The German ambassador greeted me as I got out of the helicopter. He introduced the people with him, who included Gerd Bechter. They were all grief-stricken. There were no reporters or cameramen. A high-ranking Sudanese officer whispered something to me that I didn’t catch. His obsequiousness maddened me. I was relieved to see him fall back into the ranks. I asked to be taken to see my friend. The ambassador and his staff set off after a young officer, and I trailed behind. I felt as if my shoes were sticking to the ground. A platoon of soldiers was mounting guard around a heap of stones, their rifles trained on two prisoners: Ewana, the former malaria patient, and the driver of the sidecar motorcycle. Handcuffed and in chains, they were in an indescribable state; it was obvious from the marks on their faces, limbs and clothes that they had been tortured. As I passed them, I looked them up and down. Ewana bowed his head, while his accomplice openly defied me.

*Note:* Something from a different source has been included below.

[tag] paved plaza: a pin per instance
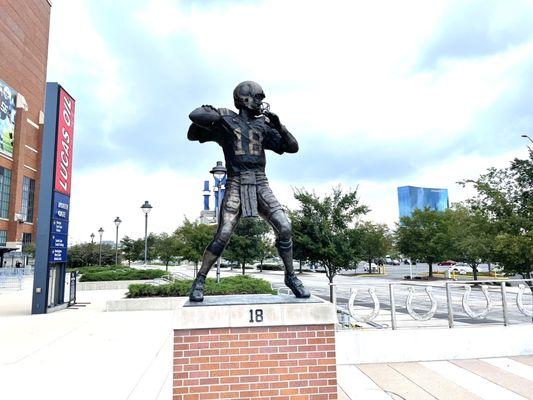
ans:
(127, 355)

We came to six makeshift graves. Some had been desecrated by jackals or hyenas, the soldiers had done the rest. The decomposing corpses were mostly unrecognisable … Chief Moussa had his mouth open, exposing his gold tooth, a hole in the middle of his forehead … Hans, my friend Hans, was lying in the same pit as his kidnapper. His head had been smashed in, and there were black stains on his chest. His white beard quivered in the breeze, his eyes closed over his final thoughts. I wondered what he had been thinking about just before he died, what last cry he had taken away with him, if he had died instantly or if his agony had been long and cruel … My God! What a waste! What could I say in the face of such absurdity? All the words in the world seemed pointless and inappropriate. I could look at the sky, or my trembling hands, or the inscrutable faces of the soldiers and the officials, I could cry until my voice failed me, or say nothing and be one with the silence, it made no difference. And besides, what power did I have left, except for the strength to stare at my friend’s body and the courage to admit that I had arrived too late?